Рывком сажает на кровати, становится во весь свой взрослый рост.

– Соси получше; если сможешь сделать так, чтобы я кончил тебе в рот, – может, и не стану ебать твою писечку, только посмотрю.

Какое кончил? Дышать же невозможно, душит кашель, слюна мешается со слезами.

– Все ясно.

За загривок; валит на подушку лицом и тут же сверху валится, едва не сплющивает ребра, подсовывает руку под живот; пытаясь вырваться, вцепляешься ногтями ему в бедро – орет и бьет лицом об край кровати; кровь идет губой, но в тот же миг перестаешь чувствовать и скулу ноющую, и губу, и ободранное колено – какая боль ужасная, он все порвет мне, какой кошмар, подушка душит крики, но не иссушает слез; изо всех сил тычешь языком себя под правый верхний клык и начинаешь считать, закрыв глаза, пытаясь как-то сладить с этой болью, и с ненавистью, и со страхом, что никто и никогда тебя отсюда не спасет:

– Один, два, три, четыре, пять…

От каждого его толчка становится больнее; что-то хлюпает, и ты немедленно решаешь, что это кровь, и в ужасе захлебываешься…

– …шесть, семь, восемь, девять, десять…

Почему так невыносимо долго?
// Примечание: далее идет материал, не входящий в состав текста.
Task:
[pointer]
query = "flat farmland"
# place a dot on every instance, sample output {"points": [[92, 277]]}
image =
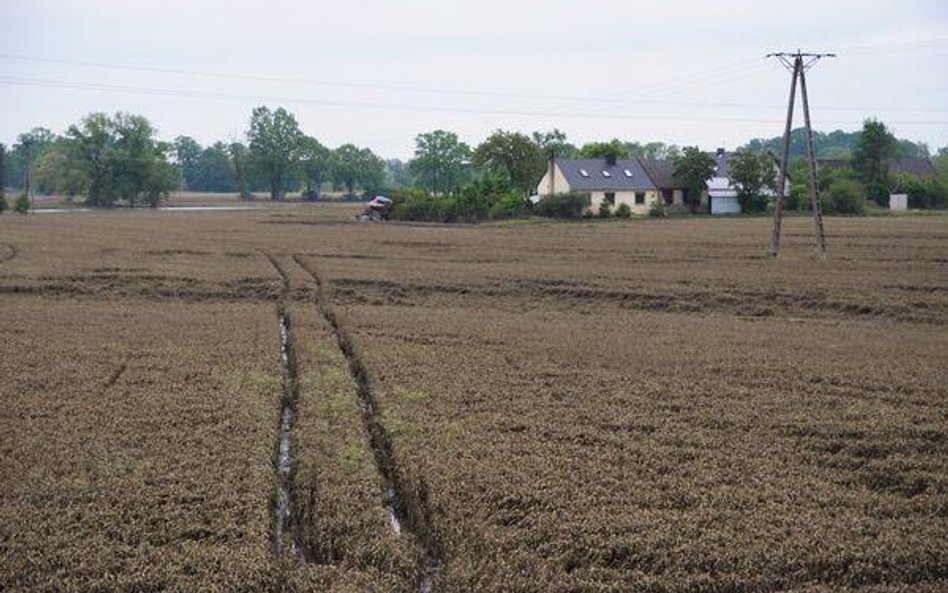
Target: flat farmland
{"points": [[288, 400]]}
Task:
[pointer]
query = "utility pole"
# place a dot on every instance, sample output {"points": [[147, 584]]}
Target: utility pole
{"points": [[798, 63]]}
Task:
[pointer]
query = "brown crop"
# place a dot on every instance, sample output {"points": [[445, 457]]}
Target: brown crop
{"points": [[650, 405]]}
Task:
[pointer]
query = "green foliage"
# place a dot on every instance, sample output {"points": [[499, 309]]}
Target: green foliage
{"points": [[3, 177], [751, 173], [874, 145], [513, 156], [567, 205], [275, 140], [844, 196], [441, 162], [554, 142], [657, 209], [22, 204], [353, 166], [605, 210], [695, 168], [117, 158], [240, 159], [315, 166], [926, 193], [836, 144], [615, 148]]}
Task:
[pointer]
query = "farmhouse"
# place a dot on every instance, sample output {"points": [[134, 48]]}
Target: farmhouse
{"points": [[638, 183]]}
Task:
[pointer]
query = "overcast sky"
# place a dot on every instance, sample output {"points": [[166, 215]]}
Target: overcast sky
{"points": [[376, 73]]}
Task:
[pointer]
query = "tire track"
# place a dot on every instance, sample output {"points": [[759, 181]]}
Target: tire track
{"points": [[7, 252], [408, 507], [285, 534]]}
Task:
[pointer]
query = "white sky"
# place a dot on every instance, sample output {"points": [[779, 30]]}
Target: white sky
{"points": [[377, 73]]}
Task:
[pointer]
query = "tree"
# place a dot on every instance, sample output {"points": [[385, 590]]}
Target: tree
{"points": [[695, 168], [315, 165], [240, 157], [874, 146], [187, 153], [555, 143], [275, 140], [353, 166], [117, 158], [751, 173], [512, 155], [213, 170], [49, 171], [615, 148], [441, 161], [3, 177]]}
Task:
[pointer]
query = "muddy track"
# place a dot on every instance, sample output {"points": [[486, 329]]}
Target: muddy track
{"points": [[285, 531], [116, 375], [740, 303], [408, 503], [7, 252]]}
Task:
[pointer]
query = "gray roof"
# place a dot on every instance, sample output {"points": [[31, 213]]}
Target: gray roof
{"points": [[615, 177]]}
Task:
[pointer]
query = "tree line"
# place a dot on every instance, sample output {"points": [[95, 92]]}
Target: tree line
{"points": [[118, 159]]}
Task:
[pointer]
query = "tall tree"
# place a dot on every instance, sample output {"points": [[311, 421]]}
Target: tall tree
{"points": [[239, 156], [441, 161], [213, 170], [315, 165], [3, 177], [353, 166], [695, 168], [275, 140], [514, 156], [752, 173], [615, 148], [187, 153], [874, 146], [117, 158], [554, 142]]}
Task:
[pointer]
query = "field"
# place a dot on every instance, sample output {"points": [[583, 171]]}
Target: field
{"points": [[288, 400]]}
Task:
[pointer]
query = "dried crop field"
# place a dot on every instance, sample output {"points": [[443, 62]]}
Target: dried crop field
{"points": [[287, 400]]}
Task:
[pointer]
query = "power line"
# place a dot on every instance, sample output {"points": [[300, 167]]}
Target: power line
{"points": [[216, 95]]}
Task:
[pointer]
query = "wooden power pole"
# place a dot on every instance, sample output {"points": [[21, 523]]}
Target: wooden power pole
{"points": [[798, 63]]}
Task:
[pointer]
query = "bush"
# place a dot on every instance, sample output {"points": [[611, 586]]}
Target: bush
{"points": [[569, 205], [509, 206], [22, 204], [845, 196]]}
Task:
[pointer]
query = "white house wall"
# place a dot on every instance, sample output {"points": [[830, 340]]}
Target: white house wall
{"points": [[560, 185]]}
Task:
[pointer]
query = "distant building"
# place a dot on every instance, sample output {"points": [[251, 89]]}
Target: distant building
{"points": [[637, 182]]}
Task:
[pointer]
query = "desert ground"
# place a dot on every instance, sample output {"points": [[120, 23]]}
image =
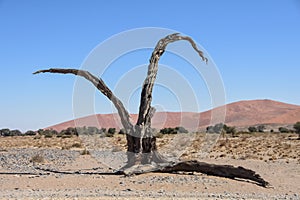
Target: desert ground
{"points": [[35, 167]]}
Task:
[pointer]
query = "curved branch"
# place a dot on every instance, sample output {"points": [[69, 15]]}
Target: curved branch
{"points": [[101, 86], [145, 110]]}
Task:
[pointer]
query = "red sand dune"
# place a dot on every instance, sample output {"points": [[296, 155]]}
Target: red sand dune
{"points": [[239, 114]]}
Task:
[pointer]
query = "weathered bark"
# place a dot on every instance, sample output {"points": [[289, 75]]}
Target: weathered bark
{"points": [[141, 142], [146, 112], [227, 171], [102, 87]]}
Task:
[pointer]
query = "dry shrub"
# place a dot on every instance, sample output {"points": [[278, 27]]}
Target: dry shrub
{"points": [[37, 159], [85, 152]]}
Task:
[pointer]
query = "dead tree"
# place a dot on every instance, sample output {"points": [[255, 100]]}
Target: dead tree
{"points": [[141, 142]]}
Почему не семь, не десять даже? Неужели это никогда не кончится?

– …одиннадцать, двенадцать, тринадцать…

Грохот входной двери, упавшей в коридоре; ну слава богу, что они там делали все это время – цветочки собирали? спали на посту? Одним коротким поворотом руку вырвать из захвата, вывернуться, в шею ударить подлеца большим пальцем, обмякшее тело скинуть с себя – его немедленно подхватят коллеги, скрутят, приведут дубинкой в чувство и заберут в машину. Скатать бион, отдать Камилле: все запечатают и отвезут в пакете с видеозаписью для передачи следствию. В комнате разгром, оставшаяся рядом Кама подает трусы и сарафанчик. Надо сказать, что все-таки промежность болит нещадно: тело двенадцатилетней девочки всегда не слишком хорошо переносит интерактив с мужским здоровым членом, это-то не новость – но с таким увесистым, как у этого гада двухметрового… морфировал он его, что ли? Сука. На маленьких девочек с морфированным хуем в полруки ходить; убить подонка.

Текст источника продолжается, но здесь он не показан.